Le positionnement de l’image dans la profondeur de l’échantillon est généralement obtenue en déplaçant en Z l’objectif à l’aide d’un quartz piezoélectrique par pas successifs de 200-300 nm.

Détecteurs

Les détecteurs utilisés sont des tubes photo-multiplicateurs (PMT) ou une caméra CCD haute sensibilité. L’intensité lumineuse est mesurée et numérisée en fonction de la position du laser dans l’échantillon : on obtient directement des images numériques.
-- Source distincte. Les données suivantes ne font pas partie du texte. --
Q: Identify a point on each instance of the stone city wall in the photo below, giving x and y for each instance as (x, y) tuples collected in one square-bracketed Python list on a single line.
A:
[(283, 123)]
L'utilisation de photo-multiplicateurs (PMT) comme capteurs, à la place de l'œil ou de l'appareil photo, est rendue nécessaire par le très faible signal émis pour chaque position du faisceau. Pour chacune de ces positions, le PMT va produire un signal électrique proportionnel au niveau de lumière collecté. Ce signal électrique est ensuite numérisé pour constituer une matrice de pixels. En travaillant en 8 bits on obtient ainsi une image en 256 niveaux de gris, qui sont ensuite "colorés" artificiellement afin de différencier dans une superposition les fluorescences émises par plusieurs fluorochromes. Les images obtenues ont un champ variant de 64 x 64 à 2 048 x 2 048. Plus la résolution est élevée, plus le temps d'acquisition est long, ce qui peut devenir une limite pour l'acquisition de phénomènes biologiques rapides sur du matériel vivant. Enfin, le fichier généré est plus volumineux (problème de stockage mémoire).

Traitement de l'image

Le résultat d'une observation en microscopie confocale peut être considéré comme une tomographie à l'échelle cellulaire. Une fois la tomographie obtenue, elle peut être traitée de différentes façons :

• en réunissant les différentes images, on reconstitue une vue en deux dimensions de l'ensemble de la préparation parfaitement nette en tout point ;
• en créant une image stéréoscopique donnant une vue en trois dimensions de la préparation ;
• comme tous les éléments d'une même image se trouvent à la même profondeur de la préparation, on peut déterminer les connexions entre les différents éléments observables.

Ces usages ne sont toutefois pas limitatifs et dépendent des besoins et de l'imagination des scientifiques.